What are the other ISO standards for transport and logistics?
The ISO standards all focus on individual security aspects, and there are a few that logistics companies should consider apart from ISO 27001.
- ISO 45001 (Occupational health and safety)
ISO 45001 is designed for companies to manage and improve their occupational health and safety. Logistics companies can benefit greatly from this because they typically have a high risk of workplace incidents and injuries due to the nature of their operations.
Implementing ISO 45001 can reduce workplace incidents, leading to improved employee morale, reduced absenteeism, and lower insurance costs.
- ISO 9001 (Quality)
ISO 9001 is the standard for quality management systems. It helps companies meet customer expectations, improve customer satisfaction, and continuously improve their quality management practices.
Quality is a critical factor in the logistics industry. Customers expect reliable, on-time delivery of their goods and any errors or delays can lead to dissatisfaction, lost business, and damage to the company's reputation.
ISO 9001 identifies and addresses these quality issues before they become problems so that the above risks can be avoided.
- ISO 14001 (Environmental)
ISO 14001 provides a framework for companies to manage and improve their environmental performance. Operations in logistics companies often have a significant impact on the environment. For example, greenhouse gas emissions from transportation, energy consumption in warehouses and waste generation from packaging and other activities.
Implementing ISO 14001 demonstrates a company's commitment to sustainability and can lead to cost savings by using resources more efficiently and reducing waste.
In an age where data breaches and information security threats are becoming increasingly common, ISO 27001 can provide a competitive edge and help logistics companies protect themselves.
By following the ISO 27001 framework, you can identify, assess, and mitigate risks related to information assets, reducing the likelihood of security breaches and protecting sensitive data. Overall, it is a valuable tool for logistics companies looking to establish a comprehensive and effective ISMS that protects sensitive data and enhances overall business operations.
Interested in ISO 27001 certification? Book a call with us today!
How long does it take to become ISO 27001 certified?
It can take up to 6 months or longer to get ISO 27001 certified, depending on your company’s current position in compliance. If you are already ISO compliant, certification can take up to a month. However, if you are not already ISO 27001 compliant, certification can take up to 6 months or more.
What is the ISO standard for supply chain management?
ISO 28000:2007 "Specification for security management systems for the supply chain." This standard provides a framework for managing security risks throughout the supply chain, including transportation, storage, and handling of goods and materials. It is designed to be applicable to any company involved in the supply chain, including manufacturers, distributors, and transportation companies.
Can a logistics company use ISO 27001 to comply with other security standards or regulations?

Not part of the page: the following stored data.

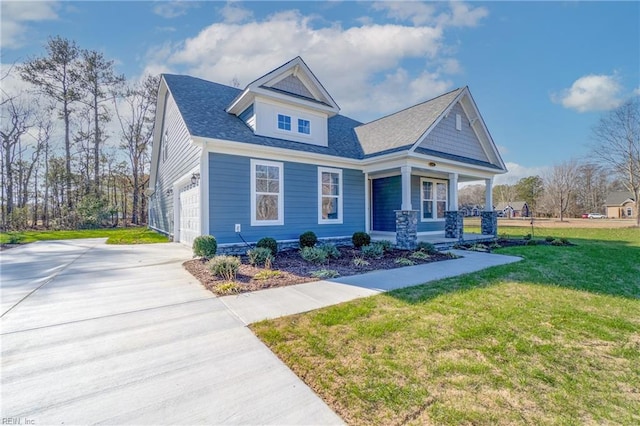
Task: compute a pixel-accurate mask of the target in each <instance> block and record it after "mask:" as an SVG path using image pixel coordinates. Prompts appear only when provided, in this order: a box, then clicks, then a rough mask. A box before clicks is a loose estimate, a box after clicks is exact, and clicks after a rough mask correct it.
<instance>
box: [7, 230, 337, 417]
mask: <svg viewBox="0 0 640 426" xmlns="http://www.w3.org/2000/svg"><path fill="white" fill-rule="evenodd" d="M190 257H191V253H190V251H189V250H188V249H186V248H185V247H183V246H181V245H179V244H153V245H140V246H107V245H105V244H104V239H87V240H68V241H51V242H38V243H34V244H29V245H26V246H23V247H18V248H13V249H10V250H6V251H3V252H1V253H0V259H1V268H0V309H1V312H0V314H1V315H2V317H1V319H0V338H1V340H0V343H1V351H2V359H1V363H2V371H1V376H0V378H1V385H2V391H1V392H2V395H1V396H2V402H1V406H0V408H1V410H0V411H1V413H0V417H2V418H3V421H4V420H5V419H7V418H10V419H12V420H13V422H14V424H15V422H17V421H20V424H35V425H40V424H62V423H64V424H94V423H108V424H339V423H342V421H341V419H340V418H339V417H338V416H337V415H335V414H334V413H333V412H332V411H331V410H330V409H329V408H328V407H327V406H326V405H325V404H324V402H322V400H320V399H319V398H318V397H317V396H316V395H315V394H314V393H313V392H312V391H311V390H310V389H309V388H308V387H307V386H306V385H305V384H304V383H303V382H302V381H300V379H298V377H296V376H295V375H294V374H293V373H292V372H291V371H290V370H289V369H288V368H287V367H286V366H285V365H284V364H283V363H281V362H280V361H279V360H278V359H277V358H276V357H275V356H274V355H273V354H272V353H271V352H270V351H269V350H268V349H267V348H266V346H264V345H263V344H262V343H261V342H260V341H259V340H258V339H257V338H256V337H255V336H254V335H253V334H252V333H251V332H250V331H249V330H248V329H247V328H245V327H244V324H243V323H242V322H241V321H240V320H239V319H238V318H237V317H235V316H234V315H233V314H232V313H231V312H230V311H229V310H228V309H226V308H225V306H224V305H223V303H222V302H221V301H220V300H219V299H217V298H216V297H214V296H213V295H212V294H211V293H210V292H208V291H206V290H205V289H204V288H202V287H201V286H200V284H199V283H198V282H197V281H196V280H195V279H194V278H193V277H192V276H191V275H190V274H188V273H187V272H186V271H184V269H183V268H182V267H181V266H180V264H181V263H182V262H183V261H184V260H186V259H189V258H190ZM5 423H6V422H5Z"/></svg>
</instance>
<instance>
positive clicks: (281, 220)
mask: <svg viewBox="0 0 640 426" xmlns="http://www.w3.org/2000/svg"><path fill="white" fill-rule="evenodd" d="M283 224H284V182H283V165H282V163H279V162H274V161H262V160H251V225H252V226H260V225H283Z"/></svg>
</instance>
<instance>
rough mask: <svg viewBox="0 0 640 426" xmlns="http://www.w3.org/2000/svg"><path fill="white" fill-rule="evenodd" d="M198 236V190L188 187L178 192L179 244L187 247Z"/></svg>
mask: <svg viewBox="0 0 640 426" xmlns="http://www.w3.org/2000/svg"><path fill="white" fill-rule="evenodd" d="M198 235H200V188H199V187H198V186H192V185H189V186H188V187H186V188H185V189H184V190H182V191H180V242H181V243H183V244H187V245H188V246H189V247H191V245H192V244H193V239H194V238H195V237H197V236H198Z"/></svg>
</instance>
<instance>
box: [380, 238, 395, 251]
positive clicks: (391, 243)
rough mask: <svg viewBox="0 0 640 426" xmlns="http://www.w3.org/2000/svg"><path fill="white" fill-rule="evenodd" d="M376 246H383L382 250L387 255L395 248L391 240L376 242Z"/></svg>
mask: <svg viewBox="0 0 640 426" xmlns="http://www.w3.org/2000/svg"><path fill="white" fill-rule="evenodd" d="M376 244H378V245H381V246H382V250H383V251H384V252H385V253H388V252H390V251H391V249H392V248H393V243H392V242H391V241H389V240H381V241H376Z"/></svg>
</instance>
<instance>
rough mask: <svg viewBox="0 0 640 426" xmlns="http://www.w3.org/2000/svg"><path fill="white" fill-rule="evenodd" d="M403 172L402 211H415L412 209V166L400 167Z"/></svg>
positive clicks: (402, 185) (400, 170)
mask: <svg viewBox="0 0 640 426" xmlns="http://www.w3.org/2000/svg"><path fill="white" fill-rule="evenodd" d="M400 171H401V172H402V207H401V209H402V210H413V209H412V208H411V166H402V167H400Z"/></svg>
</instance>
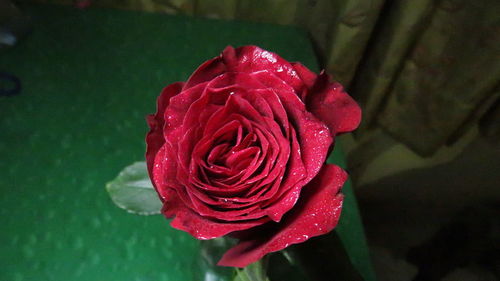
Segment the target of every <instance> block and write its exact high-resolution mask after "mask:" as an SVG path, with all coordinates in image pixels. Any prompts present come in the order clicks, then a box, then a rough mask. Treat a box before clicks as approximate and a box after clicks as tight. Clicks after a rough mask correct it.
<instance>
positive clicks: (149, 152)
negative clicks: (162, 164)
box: [146, 82, 184, 185]
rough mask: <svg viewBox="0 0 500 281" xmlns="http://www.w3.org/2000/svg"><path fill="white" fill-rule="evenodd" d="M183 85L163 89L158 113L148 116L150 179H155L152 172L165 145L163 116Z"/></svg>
mask: <svg viewBox="0 0 500 281" xmlns="http://www.w3.org/2000/svg"><path fill="white" fill-rule="evenodd" d="M183 85H184V83H183V82H177V83H173V84H170V85H168V86H167V87H165V88H163V90H162V91H161V94H160V96H159V97H158V100H157V102H156V113H155V114H151V115H148V116H147V121H148V125H149V129H150V130H149V132H148V134H147V135H146V144H147V148H146V162H147V165H148V172H149V176H150V178H153V173H152V170H153V165H154V159H155V156H156V154H157V153H158V151H159V150H160V148H161V147H162V145H163V144H164V143H165V139H164V138H163V125H164V124H165V121H164V118H163V114H164V112H165V109H166V108H167V106H168V105H169V103H170V98H171V97H173V96H175V95H177V94H179V93H180V91H181V89H182V87H183ZM154 184H155V183H154V182H153V185H154Z"/></svg>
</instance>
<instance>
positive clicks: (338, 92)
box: [306, 72, 361, 136]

Yes, ISO 27001 can be used as a framework to help logistics companies comply with other security standards or regulations, such as the EU's General Data Protection Regulation (GDPR) or the Payment Card Industry Data Security Standard (PCI DSS).
What are some of the key controls required by ISO 27001 for logistics companies?
ISO 27001 includes 93 Annex A controls, but here are some that specifically relate to logistics companies:
- Identification and assessment of information security risks,
- Establishment of policies and procedures for information security management,
- Access control measures,
- Physical and environmental security, and
- Incident management and response.
Is ISO 27001 a one-time certification or does it require ongoing maintenance?
ISO 27001 certification is not a one-time process, as companies must continue to maintain and improve their information security management practices. To do this, they must perform regular internal audits and reviews, and undergo periodic external audits to keep their certification up to date.